Not too many people know the name Alec Wilder today. Even in his own time, the eccentric, itinerant, self-educated scholar of American song (among other subjects) never quite caught on in the popular imagination. Perhaps he was too difficult to classify: simultaneously too unschooled and too refined. In 1975, he published Letters I Never Mailed, an excerpt from which gives an idea of his unique voice:

Dear Mr. Copland: You were very kind to take the time to look at my string quartet. I’m not surprised or hurt that you said I was more interesting than my music except that I do believe you could have said the same thing slightly more politely…

and another:

Dear John: …Songwriters, generally, and publishers, totally, are a frightening, agate-eyed lot. I might as well be dressed like Little Lord Fauntleroy, golden locks and all, as be myself in this stevedore society. As hard as I try to introduce the word “f — in’” into every other sentence, as hard as I try to avoid any word of more than two syllables or admit I’ve ever read a book, it’s impossible to convince them I belong in their offices, rehearsal halls or night spots. Even the waiters in Lindy’s know I’m suspect.

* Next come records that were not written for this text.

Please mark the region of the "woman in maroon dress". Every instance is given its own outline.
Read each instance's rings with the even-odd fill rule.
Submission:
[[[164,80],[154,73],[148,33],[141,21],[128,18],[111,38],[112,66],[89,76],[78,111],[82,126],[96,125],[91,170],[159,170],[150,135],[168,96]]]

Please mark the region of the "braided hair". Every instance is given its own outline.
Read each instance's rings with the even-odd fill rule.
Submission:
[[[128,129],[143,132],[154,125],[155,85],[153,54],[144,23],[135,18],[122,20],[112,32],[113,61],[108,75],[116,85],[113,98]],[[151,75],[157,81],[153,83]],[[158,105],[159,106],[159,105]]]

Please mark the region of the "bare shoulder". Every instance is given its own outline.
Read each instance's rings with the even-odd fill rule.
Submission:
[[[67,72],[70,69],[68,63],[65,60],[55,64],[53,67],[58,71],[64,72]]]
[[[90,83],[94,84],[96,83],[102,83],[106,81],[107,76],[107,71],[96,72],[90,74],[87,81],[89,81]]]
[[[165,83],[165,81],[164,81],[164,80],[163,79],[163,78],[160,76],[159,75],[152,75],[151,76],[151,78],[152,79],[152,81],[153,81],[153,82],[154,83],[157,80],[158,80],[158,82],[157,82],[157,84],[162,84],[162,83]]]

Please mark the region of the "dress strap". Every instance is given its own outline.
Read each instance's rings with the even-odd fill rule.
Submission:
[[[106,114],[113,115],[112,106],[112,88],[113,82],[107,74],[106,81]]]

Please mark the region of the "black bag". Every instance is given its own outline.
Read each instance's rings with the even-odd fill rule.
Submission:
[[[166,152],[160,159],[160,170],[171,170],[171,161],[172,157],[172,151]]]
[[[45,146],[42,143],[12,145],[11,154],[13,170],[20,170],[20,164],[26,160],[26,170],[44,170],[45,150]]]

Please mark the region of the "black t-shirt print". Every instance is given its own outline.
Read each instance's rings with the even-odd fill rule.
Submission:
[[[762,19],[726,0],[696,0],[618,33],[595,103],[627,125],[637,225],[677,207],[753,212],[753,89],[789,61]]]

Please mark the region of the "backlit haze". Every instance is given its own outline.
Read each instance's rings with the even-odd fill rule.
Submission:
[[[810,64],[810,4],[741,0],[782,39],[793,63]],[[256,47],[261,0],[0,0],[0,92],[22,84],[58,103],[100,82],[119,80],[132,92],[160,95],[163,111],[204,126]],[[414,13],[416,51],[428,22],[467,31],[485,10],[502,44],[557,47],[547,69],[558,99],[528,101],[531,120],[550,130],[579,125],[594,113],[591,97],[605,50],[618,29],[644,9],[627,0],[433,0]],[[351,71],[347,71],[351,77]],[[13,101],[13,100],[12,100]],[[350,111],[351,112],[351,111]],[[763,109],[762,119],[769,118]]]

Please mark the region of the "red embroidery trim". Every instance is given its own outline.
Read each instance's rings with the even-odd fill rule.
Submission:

 Wilder didn’t have many smash hits, but his finely crafted songs were championed by such artists as Frank Sinatra and Eileen Farrell—not too shabby. These days, countertenor David Daniels often includes Wilder’s “Blackberry Winter” as an encore on recital programs, as he did just last summer at Glimmerglass.

I’m thinking about Alec Wilder today because he wrote the book on American popular song—literally. He examined some 17,000 songs, and cited 300 of them, looking for “a fugitive essence and personality” that stamped a song as American. As a fellow composer and avid fan, he also sought to identify the tics and turns of phrase unique to some of the great innovators of song: Kern, Berlin, Gershwin, Rogers, Porter, Arlen.

I pulled American Popular Song: The Great Innovators off the shelf, of course, because we’re doing Irving Annie Get Your Gun next summer, and I wanted to review what Wilder had to say about the composer. Irving Berlin, though, confounds Wilder: “Berlin has always had an uncanny ability to adjust to the demands or needs of the moment, the singer, or the shift in popular mood,” he writes. “And so phenomenal has been this ability that he is as difficult to define as the color of a chameleon.”

Berlin was reportedly no fan of the project, and refused to have any of his songs quoted in the book. It’s a shame because, baffled though Wilder was, he was also clearly smitten by the great tunesmith of Tin Pan Alley. “Let it be said,” he concludes, “that [Berlin] is the best all-around, over-all song writer America has ever had. In this area or that, I will say, and have said, that I believe so-and-so to be the master. But I can speak of only one composer as the master of the entire range of popular song—Irving Berlin.”